# My Lummi collection



## The Coach (Apr 16, 2008)

Got my Flik prototype today from arewethereyetdad (thanks Troy), so I thought I'd show off a little. :naughty:





After opening the famous tube of light
I checked out the 4 little LED's




The body is very thick (and heavy)




After inspection, he was introduced to his new home




And they all lived happily ever after. 




And now that the house is full, does that mean my flashlight collecting days are over??? :thinking:


----------



## KeyGrip (Apr 16, 2008)

Nope, you just have to buy a new house!


----------



## toby_pra (Apr 17, 2008)

Very nice collection...

The Flik looks crazy...i would really like to see, how
bright that is!


----------



## steel (Apr 19, 2008)

hi

nice collection:twothumbs

is the wee ti or ns? which ouput did you decided to go with?


----------



## The Coach (Apr 19, 2008)

The Wee is Ti, I got it from Lighthound last year. It's 50 lumens.
I'll try to get some pics in the dark. It looks about the same as my L1 on low, but with more floody (if you know what I mean).:candle:


----------



## steel (Apr 24, 2008)

coach

i got the wee ns wish i had ordered the ti now tho, its a very very well made light. wasn't sure which light output to get so i ordered the spare pills of the lummi wedsite, will probaly order a raw next not sure if i'll order the ns. alu or save up for a ti

will you be adding more to your lummi collection?


----------



## orb (Apr 25, 2008)

Nice Lummi Collection there Coach :thumbsup:
It could be a while before you can get close to Olafs http://web.mac.com/Lummii/Lummi2/WorldWide_Lummi_Gallery.html
& a few others collection


----------



## Snow (Apr 25, 2008)

Sweet collection. I am very close to buying a Raw NS. Trying to resist...


----------



## chalshus (May 8, 2008)

Snow said:


> Sweet collection.
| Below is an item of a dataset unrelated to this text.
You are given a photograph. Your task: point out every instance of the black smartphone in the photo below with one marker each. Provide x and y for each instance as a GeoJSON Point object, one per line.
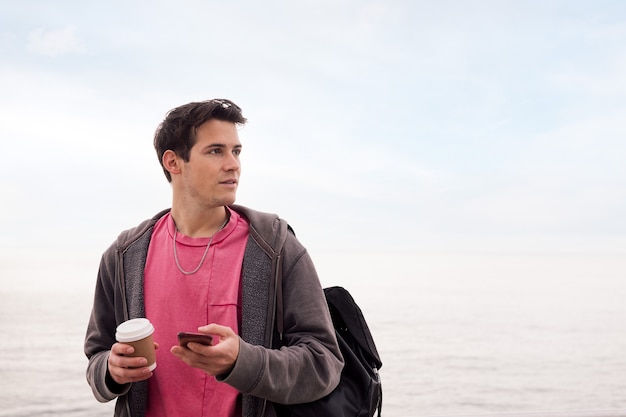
{"type": "Point", "coordinates": [186, 337]}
I am very close to buying a Raw NS. Trying to resist...



You know you want it..

It's a very nice light.


----------



## The Coach (May 8, 2008)

steel said:


> coach, will you be adding more to your lummi collection?




The Orb, New PRCR2 Based Alu light is on my short list. :candle: I guess that means I'll have to head over to Sports Authority and get a new Plano case. :thinking:


----------